VANCOUVER, B.C. (CN) – A suburban man whose land-use application was put on hold, and who followed up with a pro se SLAPP lawsuit demanding $13 million from neighbors and a small environmental group who opposed it, will have to pay $32,000 to the people he sued, a British Columbia Supreme Court justice ruled.
Robin Scory’s dispute began over a land-use application seeking to convert his property in suburban Langley into farmland. When neighbors and the Glen Valley Watersheds Society opposed the application, Scory ramped up the fight into a $13 million defamation claim against them.
But a provincial Supreme Court justice this week awarded costs to the defendants, whom Scory had sued pro se.
In her ruling, the justice mentioned the perils of filing a SLAPP lawsuit without “the benefit of legal advice.”
Langley is southeast of Vancouver, near the U.S. border.
Justice Catherine Bruce awarded costs against claimant Scory, in favor of the respondents who opposed his plan to dump 750,000 cubic meters of soil near ecologically sensitive creeks.

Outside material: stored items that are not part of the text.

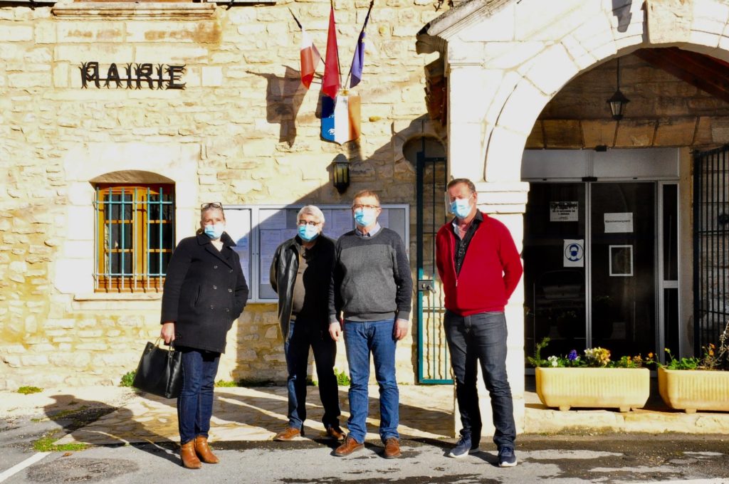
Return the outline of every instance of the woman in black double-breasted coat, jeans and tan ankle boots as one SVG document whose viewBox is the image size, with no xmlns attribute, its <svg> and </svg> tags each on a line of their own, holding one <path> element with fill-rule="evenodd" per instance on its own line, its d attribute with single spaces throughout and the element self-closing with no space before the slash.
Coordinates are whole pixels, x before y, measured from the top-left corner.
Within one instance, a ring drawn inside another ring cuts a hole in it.
<svg viewBox="0 0 729 484">
<path fill-rule="evenodd" d="M 222 205 L 206 203 L 197 235 L 180 241 L 167 268 L 160 336 L 182 351 L 177 421 L 180 457 L 188 469 L 219 461 L 208 447 L 215 375 L 227 332 L 248 300 L 234 246 L 225 233 Z"/>
</svg>

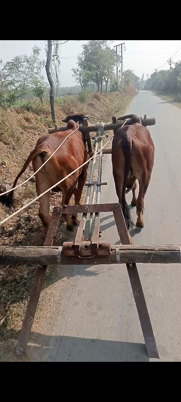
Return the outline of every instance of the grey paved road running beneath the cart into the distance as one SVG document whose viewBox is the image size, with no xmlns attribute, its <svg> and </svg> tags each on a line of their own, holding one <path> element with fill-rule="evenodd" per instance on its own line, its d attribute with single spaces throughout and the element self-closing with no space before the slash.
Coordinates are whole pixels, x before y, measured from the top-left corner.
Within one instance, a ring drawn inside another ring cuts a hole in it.
<svg viewBox="0 0 181 402">
<path fill-rule="evenodd" d="M 156 152 L 145 198 L 145 228 L 134 231 L 133 241 L 138 245 L 179 244 L 181 110 L 150 92 L 140 91 L 128 112 L 156 118 L 156 126 L 150 128 Z M 117 202 L 111 158 L 105 159 L 103 181 L 108 181 L 108 186 L 103 188 L 102 203 Z M 103 239 L 119 244 L 112 214 L 102 215 L 101 225 Z M 160 361 L 180 361 L 180 265 L 138 264 L 138 270 Z M 64 276 L 61 294 L 60 282 L 55 285 L 59 308 L 51 324 L 34 336 L 34 343 L 41 344 L 41 348 L 32 348 L 31 360 L 150 361 L 124 265 L 72 267 L 64 270 Z"/>
</svg>

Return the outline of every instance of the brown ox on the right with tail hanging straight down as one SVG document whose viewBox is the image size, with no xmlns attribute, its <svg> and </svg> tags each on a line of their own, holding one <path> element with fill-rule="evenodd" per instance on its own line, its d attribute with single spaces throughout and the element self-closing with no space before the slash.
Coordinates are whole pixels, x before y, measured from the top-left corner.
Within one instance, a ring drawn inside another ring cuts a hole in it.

In October 2009, Scory applied to the Township of Langley for a permit to dump soil on his land near respondent Sian Krannitz’s property. Krannitz was a member of the Glen Valley Watersheds Society, which joined her in public opposition to Scory.
The township put the permit application on hold, seeking more information about environmental impacts.

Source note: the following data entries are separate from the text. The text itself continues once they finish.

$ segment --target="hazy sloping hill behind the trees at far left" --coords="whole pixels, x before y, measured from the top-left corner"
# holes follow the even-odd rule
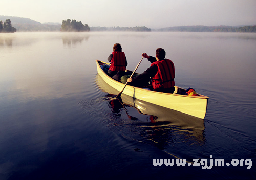
[[[17,32],[34,32],[34,31],[60,31],[61,24],[41,24],[40,22],[31,20],[24,17],[14,17],[14,16],[1,16],[0,20],[5,22],[6,19],[11,20],[11,24],[17,29]]]

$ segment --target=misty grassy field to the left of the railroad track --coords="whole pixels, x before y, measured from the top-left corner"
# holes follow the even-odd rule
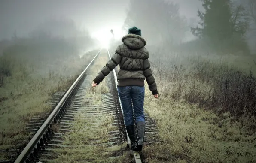
[[[36,115],[47,115],[46,104],[56,91],[66,91],[97,51],[82,59],[28,62],[19,57],[0,57],[0,150],[15,148],[30,135],[28,121]],[[1,153],[0,158],[5,158]]]

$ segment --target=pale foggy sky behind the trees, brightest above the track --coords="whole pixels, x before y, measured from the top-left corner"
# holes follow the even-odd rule
[[[145,2],[150,4],[151,1],[152,0],[148,0]],[[183,27],[196,26],[197,22],[199,21],[197,10],[200,9],[204,11],[204,8],[202,7],[202,1],[200,0],[165,1],[177,3],[179,6],[179,14],[186,17],[186,24],[183,24]],[[235,2],[234,4],[239,4],[242,2],[244,6],[247,7],[247,10],[250,8],[250,6],[247,6],[247,1],[250,0],[246,0],[246,2],[240,0],[233,1]],[[92,37],[100,39],[102,44],[106,44],[106,42],[111,39],[111,33],[109,32],[110,29],[114,30],[116,39],[120,39],[124,34],[127,33],[127,30],[123,30],[122,27],[125,23],[125,19],[127,18],[129,10],[128,0],[2,0],[0,4],[0,39],[10,39],[14,35],[18,37],[28,36],[31,31],[40,28],[44,21],[52,18],[65,18],[73,20],[79,30],[88,31]],[[143,6],[148,6],[148,4]],[[141,10],[143,9],[141,8]],[[143,13],[151,13],[153,15],[157,15],[158,11],[160,10],[154,8],[146,9],[143,10]],[[167,15],[164,15],[164,17],[165,16]],[[143,24],[147,24],[147,21],[149,21],[143,19],[143,15],[141,14],[137,16],[137,19]],[[157,24],[157,21],[155,21],[155,23]],[[138,26],[140,24],[136,23],[132,25]],[[47,30],[46,27],[41,28]],[[55,29],[51,29],[52,33],[55,33],[56,30],[63,30],[61,28],[64,27],[55,27]],[[151,33],[156,32],[154,31],[154,28],[150,27],[150,25],[147,25],[147,28]],[[172,28],[170,30],[172,30]],[[144,32],[148,31],[144,30]],[[176,31],[174,30],[174,32]],[[186,42],[196,38],[194,35],[192,35],[189,28],[183,32],[186,34],[175,36],[179,37],[176,39],[181,39],[182,42]],[[63,30],[62,35],[64,35],[64,33],[65,32]],[[253,33],[253,36],[254,35],[255,34]],[[255,39],[252,38],[253,36],[250,32],[248,32],[246,36],[248,37],[247,40],[249,41],[250,48],[252,49]],[[153,42],[151,38],[148,39],[149,42]],[[162,40],[162,38],[160,39]],[[157,38],[155,41],[159,42]],[[152,44],[154,43],[155,42]]]

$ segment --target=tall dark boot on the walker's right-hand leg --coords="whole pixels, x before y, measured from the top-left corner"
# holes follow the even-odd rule
[[[137,131],[138,131],[138,141],[134,148],[134,151],[141,151],[144,143],[144,136],[145,136],[145,122],[138,122],[137,123]]]

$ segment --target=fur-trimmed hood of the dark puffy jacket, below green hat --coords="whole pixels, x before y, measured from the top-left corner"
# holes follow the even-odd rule
[[[122,38],[122,42],[130,49],[139,49],[146,45],[146,39],[136,34],[128,34]]]

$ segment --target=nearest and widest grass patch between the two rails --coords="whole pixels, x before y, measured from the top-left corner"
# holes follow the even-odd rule
[[[98,113],[99,115],[100,113]],[[73,131],[64,136],[63,145],[73,145],[73,148],[57,149],[58,159],[54,163],[94,162],[118,163],[120,158],[110,158],[119,155],[123,145],[108,146],[108,132],[116,130],[111,116],[93,115],[82,119],[82,113],[76,116]]]

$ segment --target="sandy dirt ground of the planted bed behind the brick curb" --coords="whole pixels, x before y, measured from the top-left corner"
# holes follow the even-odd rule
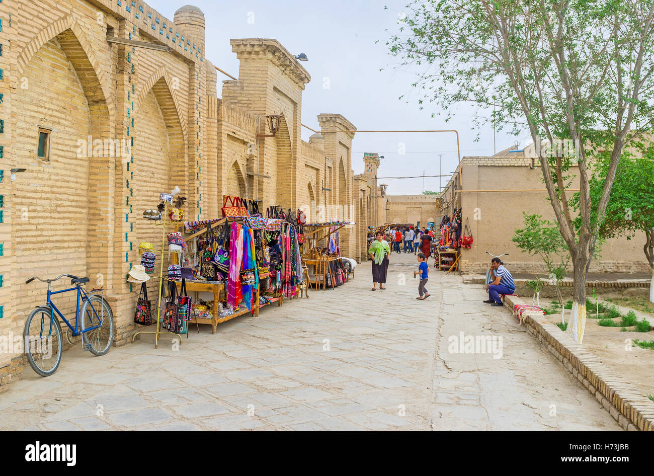
[[[648,290],[638,290],[649,296]],[[635,289],[625,292],[614,292],[600,296],[601,299],[611,297],[640,296]],[[590,297],[593,300],[592,296]],[[545,299],[550,303],[551,299]],[[541,305],[545,306],[541,300]],[[624,306],[623,306],[624,307]],[[589,313],[591,311],[589,310]],[[566,309],[566,320],[570,310]],[[560,322],[559,315],[548,315],[550,322]],[[619,322],[619,319],[615,319]],[[654,322],[654,319],[649,319]],[[619,327],[602,327],[598,325],[598,319],[588,318],[586,322],[586,331],[583,337],[583,345],[588,350],[598,356],[603,364],[611,369],[615,369],[623,379],[634,384],[638,392],[644,396],[647,394],[654,395],[654,350],[641,349],[638,346],[632,346],[631,342],[635,339],[640,341],[651,341],[654,339],[654,331],[649,332],[621,332]]]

Justice Bruce’s ruling states that the township’s decision had nothing to do with public opposition to the application.
But that didn’t stop Scory from filing a $13 million defamation claim against Krannitz, the Watersheds Society and another resident, Jack DeWitte.
Filing pro se, Scory “made serious allegations against Ms. Krannitz, including an allegation that she made unfounded, false, unverified and unsubstantiated statements about his permit application to local residents for the purpose of gathering signatures on a petition opposing the application and for the purpose of intentionally harming the claimant. The claimant also alleged that Ms. Krannitz organized public meetings to spread false information about his permit application,” the Hon. Madam Justice Catherine Bruce wrote for the court.
Despite warnings from the respondents’ lawyer that the lawsuit had no basis and was doomed to fail, Scory pressed on with the case and repeatedly failed to meet routine disclosure requests, Justice Bruce found.
The judge found Scory’s claims baseless and dismissed the lawsuit in May.
“There was no evidence that the respondents had acted maliciously for the purpose of harming the claimant,” Bruce wrote. “While the respondents expressed opposition to the permit application, I found that Ms. Krannitz and the GVWS were merely exercising their right of free speech to voice objections to the proposal. There was nothing unlawful about their conduct.”
Despite its frivolity, the so-called SLAPP lawsuit – a strategic lawsuit against public participation – effectively ended Krannitz’s participation in environmental advocacy work and nearly caused the watershed society to fold.
The respondents offered to settle with Scory for nominal amounts, but he refused, even though he had a letter from the Township of Langley, which he failed to disclose, and which undermined the basis of his lawsuit, Justice Bruce wrote.
“Lastly, the claimant’s lawsuit achieved one of the recognized purposes of SLAPP litigation,” Bruce wrote. “It effectively silenced the respondents’ public opposition to the claimant’s permit application. For these reasons, I find that whether or not one characterizes the claimant’s lawsuit as a SLAPP action, the circumstances of this case illustrate conduct by a claimant that is sufficiently reprehensible to warrant an order for special costs. This is not a case where the lawsuit has little merit; there was absolutely no merit to the action and no evidence led to support the serious allegations of misconduct by the respondents.”
Bruce awarded Krannitz special costs and more than $32,000, but denied respondents’ request for double costs, “a penalty reserved for the most reprehensible behaviour by a litigant.”
“In the circumstances of this case, an award of special costs is a sufficient deterrent to litigation designed to silence public participation in government decision-making,” the ruling states. “In this regard, it is significant that the claimant is self-represented and did not pursue this litigation with the benefit of legal advice.”